The office buildings and platforms survived, but the workshop and Chapelle Ardente were destroyed along with the communal waiting room and all of the rolling stock stored in the siding.
The Southern Railway’s Divisional Engineer’s inspection report was short, stating simply “Necropolis and buildings demolished”. The 11 May 1941 saw the station officially declared closed by the Southern Railway.
By this time, funeral trains had ceased to become a timetabled event, and the advent of the motor car meant that more convenient ways of getting to Brookwood had become available. Trains without first class passengers were cancelled (leaving second- and third-class coffins to wait for the next train), and eventually the trains were run when a funeral was taking place, rather than with any regularity.
The end of hostilities saw the directors of the LNC make the difficult decision not to reopen the railway. The branch line from Brookwood into the cemetery was effectively unused since the destruction of the London terminus in 1941, and the gravel soil that made the site so cheap initially had meant that the line was effectively unusable without major repairs too. The railway-related portions of the terminus site were passed to the Southern Railway, while the office block was sold to the British Humane Association in 1947.

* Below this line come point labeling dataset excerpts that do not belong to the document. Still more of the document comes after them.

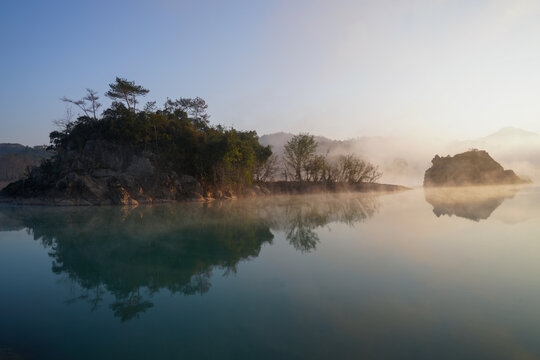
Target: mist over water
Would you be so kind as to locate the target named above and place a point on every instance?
(445, 273)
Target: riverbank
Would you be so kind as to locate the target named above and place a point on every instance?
(255, 190)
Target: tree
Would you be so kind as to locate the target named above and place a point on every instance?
(126, 91)
(88, 104)
(299, 151)
(92, 98)
(352, 169)
(265, 170)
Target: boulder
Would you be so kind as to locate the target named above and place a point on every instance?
(474, 167)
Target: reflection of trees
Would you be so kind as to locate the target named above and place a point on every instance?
(304, 214)
(474, 203)
(133, 253)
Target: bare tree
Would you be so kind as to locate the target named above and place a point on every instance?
(267, 170)
(92, 98)
(88, 104)
(299, 151)
(64, 122)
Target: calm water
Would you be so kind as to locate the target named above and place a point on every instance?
(419, 275)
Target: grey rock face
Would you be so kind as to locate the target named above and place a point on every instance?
(473, 167)
(104, 173)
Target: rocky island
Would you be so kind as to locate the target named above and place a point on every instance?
(129, 156)
(473, 167)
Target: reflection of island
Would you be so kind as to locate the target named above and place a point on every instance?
(474, 203)
(134, 253)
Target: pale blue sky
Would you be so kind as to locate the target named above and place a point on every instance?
(336, 68)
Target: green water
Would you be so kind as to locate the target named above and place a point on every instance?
(414, 275)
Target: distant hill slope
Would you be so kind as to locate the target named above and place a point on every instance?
(14, 158)
(404, 160)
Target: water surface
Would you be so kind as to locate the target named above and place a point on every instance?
(419, 275)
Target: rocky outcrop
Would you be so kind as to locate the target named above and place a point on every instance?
(474, 167)
(102, 173)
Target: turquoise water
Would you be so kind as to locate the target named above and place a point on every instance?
(417, 275)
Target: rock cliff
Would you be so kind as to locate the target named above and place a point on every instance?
(474, 167)
(102, 173)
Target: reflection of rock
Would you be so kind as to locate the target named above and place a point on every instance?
(132, 253)
(469, 168)
(474, 203)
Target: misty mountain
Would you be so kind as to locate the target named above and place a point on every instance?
(15, 158)
(404, 160)
(513, 148)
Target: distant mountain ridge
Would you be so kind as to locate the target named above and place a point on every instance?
(404, 160)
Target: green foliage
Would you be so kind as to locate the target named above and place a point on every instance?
(303, 164)
(179, 135)
(126, 91)
(299, 151)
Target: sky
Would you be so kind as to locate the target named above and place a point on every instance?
(342, 69)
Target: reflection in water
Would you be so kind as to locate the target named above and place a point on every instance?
(474, 203)
(133, 253)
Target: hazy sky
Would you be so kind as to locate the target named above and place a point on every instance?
(336, 68)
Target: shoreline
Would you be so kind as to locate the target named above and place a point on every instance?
(255, 190)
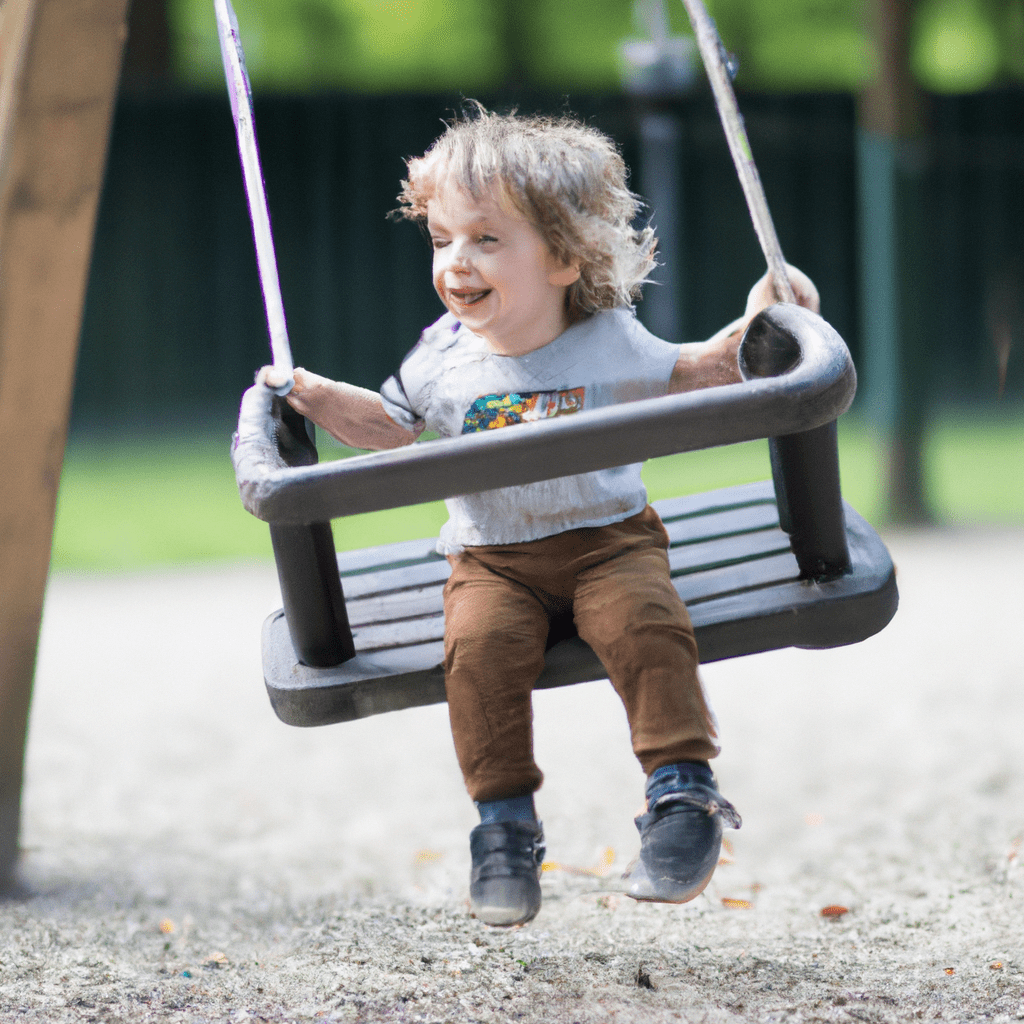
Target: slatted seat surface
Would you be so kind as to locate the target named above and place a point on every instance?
(729, 560)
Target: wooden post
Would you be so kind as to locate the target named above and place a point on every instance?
(60, 62)
(892, 162)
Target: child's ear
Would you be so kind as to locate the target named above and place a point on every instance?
(564, 275)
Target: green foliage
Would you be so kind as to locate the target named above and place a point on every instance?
(150, 501)
(476, 45)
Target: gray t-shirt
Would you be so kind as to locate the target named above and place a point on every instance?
(454, 384)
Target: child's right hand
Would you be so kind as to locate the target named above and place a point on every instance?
(274, 378)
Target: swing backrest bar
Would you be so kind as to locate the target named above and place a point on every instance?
(815, 391)
(800, 378)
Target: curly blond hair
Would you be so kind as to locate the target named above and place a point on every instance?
(566, 178)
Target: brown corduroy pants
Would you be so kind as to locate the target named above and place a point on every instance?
(499, 603)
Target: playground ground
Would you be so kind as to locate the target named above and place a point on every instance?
(187, 858)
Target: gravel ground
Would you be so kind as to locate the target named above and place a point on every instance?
(188, 858)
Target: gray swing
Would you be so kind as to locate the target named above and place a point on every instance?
(784, 562)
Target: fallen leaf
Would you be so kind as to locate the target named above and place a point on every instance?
(834, 910)
(426, 856)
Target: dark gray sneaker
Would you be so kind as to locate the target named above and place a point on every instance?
(680, 835)
(505, 886)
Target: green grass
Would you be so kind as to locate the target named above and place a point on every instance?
(165, 500)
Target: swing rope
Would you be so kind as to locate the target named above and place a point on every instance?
(716, 62)
(240, 92)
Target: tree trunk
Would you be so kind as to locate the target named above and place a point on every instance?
(60, 65)
(893, 248)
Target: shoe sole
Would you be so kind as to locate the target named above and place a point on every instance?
(651, 895)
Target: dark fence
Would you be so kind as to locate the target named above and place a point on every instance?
(174, 324)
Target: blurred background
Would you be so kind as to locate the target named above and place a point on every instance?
(889, 136)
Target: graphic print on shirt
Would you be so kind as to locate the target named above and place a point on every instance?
(491, 411)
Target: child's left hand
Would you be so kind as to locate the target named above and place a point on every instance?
(763, 295)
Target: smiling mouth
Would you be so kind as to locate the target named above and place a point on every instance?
(467, 298)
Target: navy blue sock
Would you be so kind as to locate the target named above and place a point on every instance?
(672, 778)
(509, 809)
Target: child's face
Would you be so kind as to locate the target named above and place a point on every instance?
(495, 272)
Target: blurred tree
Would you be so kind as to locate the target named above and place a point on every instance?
(476, 45)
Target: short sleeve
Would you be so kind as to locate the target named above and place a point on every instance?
(397, 406)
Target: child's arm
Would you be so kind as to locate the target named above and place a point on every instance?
(352, 415)
(708, 364)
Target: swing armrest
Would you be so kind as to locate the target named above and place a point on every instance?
(800, 373)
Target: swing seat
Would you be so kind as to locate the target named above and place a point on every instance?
(780, 563)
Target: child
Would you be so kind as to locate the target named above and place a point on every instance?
(538, 264)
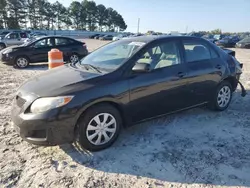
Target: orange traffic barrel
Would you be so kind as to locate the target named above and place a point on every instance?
(55, 58)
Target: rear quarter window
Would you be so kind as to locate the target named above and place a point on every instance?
(198, 51)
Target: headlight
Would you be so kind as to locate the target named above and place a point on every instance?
(45, 104)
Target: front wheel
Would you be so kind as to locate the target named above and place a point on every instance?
(222, 97)
(99, 127)
(2, 46)
(74, 58)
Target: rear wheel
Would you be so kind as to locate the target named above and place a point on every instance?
(222, 97)
(22, 62)
(99, 127)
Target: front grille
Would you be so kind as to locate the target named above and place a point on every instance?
(20, 101)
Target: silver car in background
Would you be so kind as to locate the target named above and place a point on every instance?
(13, 38)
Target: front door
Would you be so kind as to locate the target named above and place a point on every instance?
(12, 39)
(204, 70)
(163, 88)
(40, 50)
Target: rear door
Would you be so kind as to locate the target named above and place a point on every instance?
(40, 49)
(204, 69)
(67, 46)
(12, 39)
(163, 89)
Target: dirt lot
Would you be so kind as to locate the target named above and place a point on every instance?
(196, 148)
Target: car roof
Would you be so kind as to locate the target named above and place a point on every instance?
(56, 36)
(150, 38)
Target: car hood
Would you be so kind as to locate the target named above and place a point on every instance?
(59, 81)
(12, 47)
(243, 42)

The Necropolis Railway today
Parts of this remarkable piece of railway history survive today. The Westminster Bridge Road terminus building still stands as Westminster Bridge House (although deprived of any signage indicating its former owner), and the track bed and platforms still remain at Brookwood Cemetery along with a section of track provided by Network Rail behind the Basingstoke-bound platform at Brookwood station.
You can also spot a glimpse of the track leading to what was the former London terminus outside of Waterloo station; the sidings on the south side of the station throat have a solitary spur that curves to the right rather than following the main line to the left, disappearing between the music studios and the substation providing power to the trains leaving London Waterloo.